Television
No access
Richard lngrams Some years ago Mr Wolf Mankowitz retired to Ireland and joined that little band of émigré writers who as 'creative artists' enjoy the freedom from taxation that the Irish government has granted. Having heard nothing of Mankowitz in the meantime I assumed that he had stopped being creative. However he has popped up as the author of a new thirteen-part series from Yorkshire TV Dickens of London.
In recent months there have been a number of dramatised literary and artistic biographies on TV, none of which has been any good. The reason is simply that biography is not drama and cannot be fitted neatly into instalments. Mankowitz distorts the story of Dickens into a story by Dickens. The first episode showed an entirely false picture of the child Dickens as a wide-eyed waif following devotedly in the footsteps of his pied piper father as he strode through colourful Victorian scenes—bustling crowds, smoked-filled taverns and so on. As we all know, the character of Micawber was based on John Dickens. Mankowitz has done it the other way round and based the character of John Dickens on Mr Micawber—even putting into his mouth Micawber's lines. Inevitably the result is a failure, falling with a dreadful thud between the two stools of biographical realism and Dickensian fantasy.
Mankowitz can at least count himself lucky in being allowed to write all the scripts of this series. One of the curious customs of the BBC when it mounts a long-running soap opera like The Duchess of Duke Street is to farm out the episodes to a host of scriptwriters. I cannot understand the point of this policy. (Imagine a book, each chapter of which is written by a different author.) Inevitably the quality varies from week to week. The Duchess of Duke Street picked up, I thought, with a script by Jack Rosenthal but the following week it plunged down again when John Hawkesworth took over.
The Slater Walker story to which I have referred recently as an example of the kind of thing that television does not report properly continued to exercise my interest. No sooner had I filed my column for last week than Slater himself announced that he would go on TV to present his case. He chose Tonight as his platform and Ludovic Kennedy as his interviewer. Slater looked tired and shifty and Kennedy did not prod him too much, or challenge the lurid picture he presented of Singapore as a police state not greatly to be distinguished from Amin's Uganda. Kennedy is an indolent interrogator and too many of his questions are vague, inviting vaguer answers, eg: Q: Have you ever acted unethically ?
A: This word ethics.

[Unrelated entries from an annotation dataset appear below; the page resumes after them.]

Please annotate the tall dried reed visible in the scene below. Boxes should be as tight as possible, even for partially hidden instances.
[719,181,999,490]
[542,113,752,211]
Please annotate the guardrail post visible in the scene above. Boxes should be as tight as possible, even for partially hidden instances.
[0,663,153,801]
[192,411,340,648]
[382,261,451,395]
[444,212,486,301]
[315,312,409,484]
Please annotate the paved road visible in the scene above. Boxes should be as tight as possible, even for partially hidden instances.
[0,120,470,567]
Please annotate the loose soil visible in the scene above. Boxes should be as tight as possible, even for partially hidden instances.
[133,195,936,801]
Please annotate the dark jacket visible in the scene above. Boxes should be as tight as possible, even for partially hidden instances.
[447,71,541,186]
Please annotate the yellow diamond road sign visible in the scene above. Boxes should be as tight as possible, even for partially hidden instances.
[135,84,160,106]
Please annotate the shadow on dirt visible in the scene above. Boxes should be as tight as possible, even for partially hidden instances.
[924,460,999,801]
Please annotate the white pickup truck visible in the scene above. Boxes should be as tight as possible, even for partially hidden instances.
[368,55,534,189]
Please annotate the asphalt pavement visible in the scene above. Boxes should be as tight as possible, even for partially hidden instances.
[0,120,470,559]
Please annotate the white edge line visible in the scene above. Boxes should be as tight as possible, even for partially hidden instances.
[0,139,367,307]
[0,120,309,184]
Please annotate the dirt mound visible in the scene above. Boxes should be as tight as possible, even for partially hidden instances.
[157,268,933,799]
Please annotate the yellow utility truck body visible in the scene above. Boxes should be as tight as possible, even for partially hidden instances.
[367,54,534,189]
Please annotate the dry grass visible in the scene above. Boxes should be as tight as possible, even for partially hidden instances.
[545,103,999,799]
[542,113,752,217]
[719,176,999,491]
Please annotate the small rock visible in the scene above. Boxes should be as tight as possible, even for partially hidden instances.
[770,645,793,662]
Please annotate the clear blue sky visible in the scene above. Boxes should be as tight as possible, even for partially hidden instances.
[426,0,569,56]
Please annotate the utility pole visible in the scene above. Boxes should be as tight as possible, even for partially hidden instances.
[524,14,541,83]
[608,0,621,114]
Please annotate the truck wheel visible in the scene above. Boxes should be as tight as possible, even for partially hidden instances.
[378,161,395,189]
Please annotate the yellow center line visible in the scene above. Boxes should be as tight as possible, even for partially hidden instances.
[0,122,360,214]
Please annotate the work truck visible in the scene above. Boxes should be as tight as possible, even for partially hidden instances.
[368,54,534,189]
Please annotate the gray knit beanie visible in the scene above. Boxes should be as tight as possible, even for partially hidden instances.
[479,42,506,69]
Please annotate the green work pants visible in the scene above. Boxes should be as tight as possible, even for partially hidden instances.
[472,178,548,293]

It just depends at what moment in time you're looking at it.
The interview was, of course, revealing but it left viewers no wiser about what had happened, which brings us back to the point I made to start with that television just does not report the main stories of the day.
Coincidentally, writing in Radio Times about 'Access Television' Peter Jay—we always seem to come back to this ubiquitous philosopher—broached the question of whether or no access would be granted on TV to my friends 'Grovel' and 'Slicker*. No, he was told by the BBC's John Commer. on the grounds that they already had 'a platform'. The real answer of course is that the type of material these gentlemen purvey is altogether too dodgy to be put on the telly. The BBC's Summer of 76 film last week called The Return of Paul Slickey, which wasn't in fact half bad, illustrated the point. Although the programme was about a gossip columnist, the great and good Nigel Dempster, it funked any real gossip. (In other words it was like a programme about Yehudi Menuhin which didn't show him playing the violin.) Lord Kagan complained about some story Dempster had written about him but we were not told what the story was. Again, an excellent tale told by Dempster at a Private Eye lunch, about Eric Levine's writ-server, was cut up in little bits so that it became impossible to follow.
And needless to say the BBC wallahs felt duty bound to be concerned about the ethics of Dempster. The boring arguments against intrusion of privacy were trotted out by Brian Walden. Once again I was reminded of Cobbett's excellent comment on this topic: 'Amongst the persons whom I have heard express a wish to see the press what they called free and at the same time to extend the restraints on it with regard to persons in their private life. . . I have never that I know of met with one who had not some powerful motive of his own for the wish, and who did not feel that he had some vulnerable part about himself'.